Heavy metals have been detected in aquatic and terrestrial environment around the Paducah Gaseous Diffusion Plant (PGDP). However, little is known regarding their accumulation and associated effects in turtles inhabiting aquatic ecosystems near the PGDP. The current study was initiated to evaluate accumulation of heavy metals and its associated effects in aquatic turtle species and to determine species composition and abundance in ponds near the PGDP. A total of 382 turtles composed of 6 species were captured at 6 ponds during 2007 and 2008. Red-eared slider turtles (Trachemys scripta elegans) were the most abundant species (81.2% of the total number of turtles captured), and the abundance and densities ranged from 12 to 88 turtles and from 39 to 122 turtles/ha among study ponds, respectively.
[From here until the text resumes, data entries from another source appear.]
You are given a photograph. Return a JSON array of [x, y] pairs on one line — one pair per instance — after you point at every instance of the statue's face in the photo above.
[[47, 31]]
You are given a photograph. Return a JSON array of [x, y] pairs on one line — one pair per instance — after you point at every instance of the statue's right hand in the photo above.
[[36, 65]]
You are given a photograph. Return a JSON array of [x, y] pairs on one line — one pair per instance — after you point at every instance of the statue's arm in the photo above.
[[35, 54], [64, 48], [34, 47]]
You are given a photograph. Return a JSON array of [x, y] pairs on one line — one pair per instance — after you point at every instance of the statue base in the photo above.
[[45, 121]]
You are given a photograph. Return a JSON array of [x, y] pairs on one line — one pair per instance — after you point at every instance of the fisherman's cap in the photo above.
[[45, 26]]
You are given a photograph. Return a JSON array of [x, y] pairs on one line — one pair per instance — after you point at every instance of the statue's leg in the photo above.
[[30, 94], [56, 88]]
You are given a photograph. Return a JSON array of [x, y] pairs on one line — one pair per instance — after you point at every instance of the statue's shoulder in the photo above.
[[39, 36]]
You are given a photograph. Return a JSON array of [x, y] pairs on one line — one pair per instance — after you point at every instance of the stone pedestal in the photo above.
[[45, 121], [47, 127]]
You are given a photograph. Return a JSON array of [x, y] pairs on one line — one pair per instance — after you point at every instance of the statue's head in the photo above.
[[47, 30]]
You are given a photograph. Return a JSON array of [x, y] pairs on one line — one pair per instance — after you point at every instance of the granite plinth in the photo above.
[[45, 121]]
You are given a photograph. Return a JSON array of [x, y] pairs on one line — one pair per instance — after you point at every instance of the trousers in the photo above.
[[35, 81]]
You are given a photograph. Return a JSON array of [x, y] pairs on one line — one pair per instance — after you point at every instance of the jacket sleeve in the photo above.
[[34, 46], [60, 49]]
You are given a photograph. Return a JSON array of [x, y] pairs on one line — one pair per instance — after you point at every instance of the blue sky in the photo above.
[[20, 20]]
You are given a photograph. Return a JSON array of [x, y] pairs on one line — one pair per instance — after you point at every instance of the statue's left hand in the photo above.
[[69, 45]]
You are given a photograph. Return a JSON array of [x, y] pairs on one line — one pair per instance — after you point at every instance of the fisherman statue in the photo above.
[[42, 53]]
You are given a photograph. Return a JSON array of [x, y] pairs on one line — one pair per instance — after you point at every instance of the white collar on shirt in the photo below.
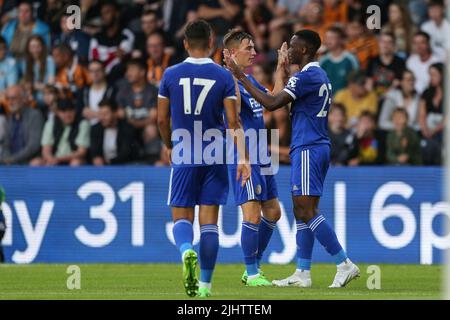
[[311, 64], [198, 60]]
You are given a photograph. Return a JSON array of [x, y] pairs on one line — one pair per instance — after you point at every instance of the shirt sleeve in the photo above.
[[47, 135], [163, 88], [294, 85], [83, 137], [230, 89]]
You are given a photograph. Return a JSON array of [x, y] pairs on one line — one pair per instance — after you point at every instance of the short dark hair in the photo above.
[[108, 103], [388, 34], [159, 34], [423, 34], [64, 48], [433, 3], [111, 3], [368, 114], [337, 30], [400, 110], [97, 61], [197, 34], [149, 12], [357, 77], [339, 107], [65, 104], [234, 37], [138, 62], [311, 38]]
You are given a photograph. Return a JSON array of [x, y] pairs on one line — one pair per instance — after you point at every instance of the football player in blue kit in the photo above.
[[193, 97], [260, 192], [309, 91]]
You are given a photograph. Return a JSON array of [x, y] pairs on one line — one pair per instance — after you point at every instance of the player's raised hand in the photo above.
[[283, 58], [231, 64], [244, 171]]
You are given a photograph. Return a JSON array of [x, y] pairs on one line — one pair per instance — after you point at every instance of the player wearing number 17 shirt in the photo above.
[[193, 97], [309, 92]]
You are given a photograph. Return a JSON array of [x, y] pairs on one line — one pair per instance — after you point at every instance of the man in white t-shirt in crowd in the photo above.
[[438, 28], [96, 92], [112, 139], [421, 59]]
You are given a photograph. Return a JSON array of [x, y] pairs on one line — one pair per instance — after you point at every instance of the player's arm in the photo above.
[[164, 121], [236, 130], [268, 101], [238, 95], [282, 71]]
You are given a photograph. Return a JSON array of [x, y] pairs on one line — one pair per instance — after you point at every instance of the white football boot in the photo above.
[[300, 278], [346, 272]]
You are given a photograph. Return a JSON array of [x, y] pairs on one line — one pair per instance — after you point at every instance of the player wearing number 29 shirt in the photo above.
[[309, 92], [193, 97]]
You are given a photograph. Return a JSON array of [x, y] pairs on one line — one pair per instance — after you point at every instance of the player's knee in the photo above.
[[76, 162], [304, 215], [274, 214], [255, 219]]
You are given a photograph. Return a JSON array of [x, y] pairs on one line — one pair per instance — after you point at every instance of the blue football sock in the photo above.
[[265, 232], [327, 237], [305, 244], [209, 247], [183, 235], [249, 244]]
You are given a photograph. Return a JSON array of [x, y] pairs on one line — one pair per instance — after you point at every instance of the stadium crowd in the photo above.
[[88, 96]]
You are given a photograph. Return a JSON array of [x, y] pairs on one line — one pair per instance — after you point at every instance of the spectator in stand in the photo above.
[[431, 116], [438, 28], [222, 14], [369, 145], [399, 23], [158, 58], [356, 98], [38, 67], [91, 21], [361, 42], [403, 143], [337, 62], [355, 9], [113, 44], [51, 12], [137, 98], [70, 76], [97, 91], [311, 17], [50, 99], [23, 128], [16, 32], [343, 142], [285, 14], [256, 18], [8, 69], [152, 145], [75, 38], [418, 10], [65, 140], [335, 12], [150, 23], [385, 70], [405, 97], [112, 139], [2, 133], [421, 60]]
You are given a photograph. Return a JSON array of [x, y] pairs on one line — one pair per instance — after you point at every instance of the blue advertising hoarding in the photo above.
[[120, 214]]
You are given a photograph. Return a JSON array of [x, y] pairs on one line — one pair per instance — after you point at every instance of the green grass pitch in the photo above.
[[163, 281]]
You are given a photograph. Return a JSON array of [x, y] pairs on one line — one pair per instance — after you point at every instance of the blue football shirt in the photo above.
[[196, 89], [311, 90]]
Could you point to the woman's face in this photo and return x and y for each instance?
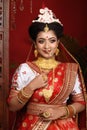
(46, 44)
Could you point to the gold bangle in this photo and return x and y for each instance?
(46, 114)
(67, 113)
(25, 94)
(21, 98)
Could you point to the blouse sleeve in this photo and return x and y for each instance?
(22, 76)
(77, 87)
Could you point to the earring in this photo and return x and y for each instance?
(35, 53)
(57, 51)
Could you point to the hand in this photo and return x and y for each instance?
(39, 81)
(53, 113)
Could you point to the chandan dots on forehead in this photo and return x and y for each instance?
(46, 16)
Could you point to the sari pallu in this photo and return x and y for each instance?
(66, 89)
(71, 72)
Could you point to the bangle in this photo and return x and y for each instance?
(72, 110)
(23, 97)
(67, 113)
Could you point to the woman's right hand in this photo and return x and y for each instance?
(39, 82)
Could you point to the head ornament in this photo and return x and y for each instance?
(46, 16)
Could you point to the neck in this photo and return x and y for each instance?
(44, 63)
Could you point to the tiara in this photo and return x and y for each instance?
(46, 16)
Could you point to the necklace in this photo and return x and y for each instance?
(47, 64)
(47, 93)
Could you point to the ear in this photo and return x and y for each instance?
(58, 42)
(34, 44)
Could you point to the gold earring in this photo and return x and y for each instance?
(35, 53)
(57, 51)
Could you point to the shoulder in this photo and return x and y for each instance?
(72, 66)
(23, 67)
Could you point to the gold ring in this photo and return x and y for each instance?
(46, 114)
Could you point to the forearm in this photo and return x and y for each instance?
(18, 99)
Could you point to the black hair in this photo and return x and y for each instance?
(37, 27)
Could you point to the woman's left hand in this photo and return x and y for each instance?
(53, 113)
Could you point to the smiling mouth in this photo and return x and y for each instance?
(48, 52)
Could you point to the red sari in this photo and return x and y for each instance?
(63, 86)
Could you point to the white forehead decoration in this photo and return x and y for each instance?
(46, 16)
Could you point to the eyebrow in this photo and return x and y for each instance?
(48, 38)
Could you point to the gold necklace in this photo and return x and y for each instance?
(46, 63)
(48, 93)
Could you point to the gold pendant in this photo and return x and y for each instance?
(47, 94)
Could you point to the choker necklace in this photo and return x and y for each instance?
(47, 64)
(43, 63)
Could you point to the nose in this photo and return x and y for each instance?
(46, 45)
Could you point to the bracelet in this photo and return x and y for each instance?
(67, 113)
(70, 111)
(23, 97)
(25, 94)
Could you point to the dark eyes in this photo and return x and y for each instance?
(41, 41)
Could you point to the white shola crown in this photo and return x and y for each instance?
(46, 16)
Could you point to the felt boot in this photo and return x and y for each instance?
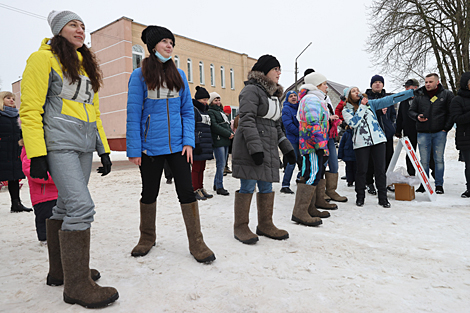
(55, 277)
(148, 213)
(331, 185)
(79, 288)
(265, 204)
(241, 230)
(320, 197)
(197, 247)
(303, 197)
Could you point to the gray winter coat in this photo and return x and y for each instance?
(259, 130)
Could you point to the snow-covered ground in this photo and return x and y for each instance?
(413, 257)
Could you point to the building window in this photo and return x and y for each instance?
(177, 61)
(222, 77)
(138, 55)
(201, 72)
(232, 79)
(212, 75)
(190, 71)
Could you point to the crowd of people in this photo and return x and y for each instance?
(168, 130)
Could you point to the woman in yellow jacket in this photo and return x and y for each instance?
(61, 128)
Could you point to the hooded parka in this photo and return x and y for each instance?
(259, 130)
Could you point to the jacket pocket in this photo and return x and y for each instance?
(147, 127)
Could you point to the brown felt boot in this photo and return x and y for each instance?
(312, 210)
(303, 198)
(197, 247)
(331, 185)
(320, 197)
(79, 288)
(265, 204)
(241, 230)
(55, 277)
(148, 213)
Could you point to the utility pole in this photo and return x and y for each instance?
(296, 71)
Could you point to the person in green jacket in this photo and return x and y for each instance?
(221, 135)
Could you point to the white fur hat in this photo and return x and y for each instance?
(315, 79)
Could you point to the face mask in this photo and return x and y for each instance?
(161, 58)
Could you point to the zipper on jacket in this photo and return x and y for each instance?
(147, 127)
(168, 118)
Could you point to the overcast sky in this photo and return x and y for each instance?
(338, 30)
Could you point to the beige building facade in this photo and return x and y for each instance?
(120, 50)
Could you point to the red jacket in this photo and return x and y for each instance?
(40, 190)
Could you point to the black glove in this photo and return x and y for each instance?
(106, 168)
(197, 150)
(258, 157)
(39, 167)
(291, 158)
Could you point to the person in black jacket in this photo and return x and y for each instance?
(10, 151)
(203, 141)
(430, 109)
(408, 126)
(460, 114)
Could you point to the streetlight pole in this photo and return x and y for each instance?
(295, 84)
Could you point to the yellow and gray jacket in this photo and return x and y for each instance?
(57, 115)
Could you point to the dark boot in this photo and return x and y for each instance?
(265, 204)
(197, 247)
(17, 206)
(241, 230)
(148, 213)
(320, 200)
(313, 211)
(331, 185)
(303, 198)
(78, 286)
(55, 277)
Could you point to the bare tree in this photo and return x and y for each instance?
(416, 37)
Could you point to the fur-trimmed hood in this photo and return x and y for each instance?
(270, 87)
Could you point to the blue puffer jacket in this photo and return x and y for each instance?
(345, 150)
(366, 129)
(289, 119)
(203, 135)
(158, 121)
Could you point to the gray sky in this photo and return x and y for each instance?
(337, 28)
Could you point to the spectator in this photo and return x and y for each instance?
(408, 126)
(291, 124)
(430, 109)
(255, 150)
(369, 139)
(460, 114)
(203, 140)
(10, 160)
(221, 135)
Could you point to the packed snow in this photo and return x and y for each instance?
(412, 257)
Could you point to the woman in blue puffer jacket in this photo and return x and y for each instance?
(160, 126)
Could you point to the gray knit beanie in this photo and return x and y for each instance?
(58, 19)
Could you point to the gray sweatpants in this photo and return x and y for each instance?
(70, 171)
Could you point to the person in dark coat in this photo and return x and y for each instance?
(346, 153)
(10, 151)
(430, 108)
(255, 150)
(460, 114)
(203, 141)
(221, 136)
(408, 126)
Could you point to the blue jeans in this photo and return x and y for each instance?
(290, 168)
(434, 143)
(220, 154)
(333, 157)
(248, 186)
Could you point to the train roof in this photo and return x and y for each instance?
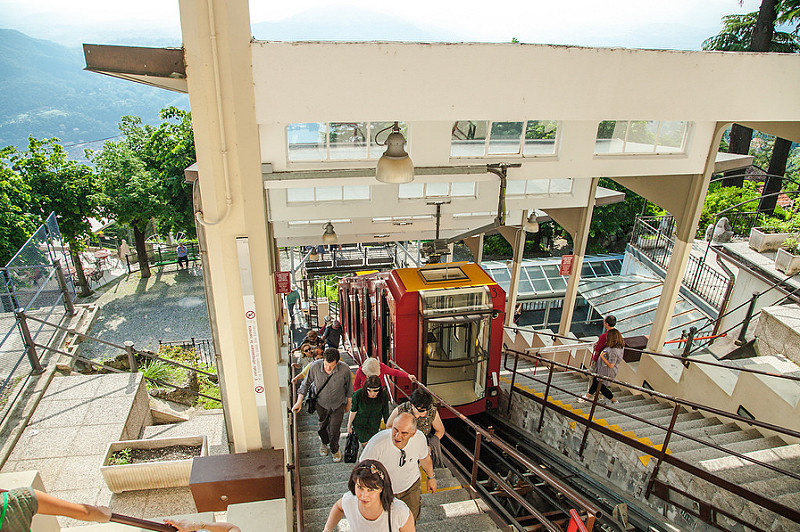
(444, 275)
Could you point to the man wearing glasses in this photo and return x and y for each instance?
(402, 450)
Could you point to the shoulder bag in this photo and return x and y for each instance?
(311, 398)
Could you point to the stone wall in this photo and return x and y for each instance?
(627, 468)
(778, 332)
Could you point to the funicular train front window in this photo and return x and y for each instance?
(456, 327)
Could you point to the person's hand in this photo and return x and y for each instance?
(103, 514)
(184, 525)
(431, 485)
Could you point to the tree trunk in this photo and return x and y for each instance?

Only Cu concentrations in liver tissue differed among ponds, which may be associated with the age of one study pond. However, a gradient of increasing concentrations from ponds upstream to ponds midstream and downstream of the PGDP was observed for Pb and Hg in liver. Copper and Hg were detected in red-eared slider eggs. Copper concentrations in eggs were positively correlated with female Cu concentrations in kidney. Metal concentrations in turtle tissues and sediment were lower than previously reported concentrations associated with adverse effects. Total white blood cell counts, ratios of heterophils to lymphocytes, numbers of lymphocytes and eosinophils, and T-cell mediated immunity were correlated with metal concentrations. Hematocrits were not correlated with any metal concentrations in any tissues. Hemoparasites were observed in 40.7% of the red-eared slider turtles studied. Concentrations of heavy metals in turtle tissues, eggs, and sediment measured in the current study were low, and are not thought to be adversely affecting aquatic turtles near the PGDP. Although some hematological and immunological indices were correlated with some metal concentrations, further studies are needed to determine if these effects are associated with metal exposure, with hemoparasites, or other contaminants or disease.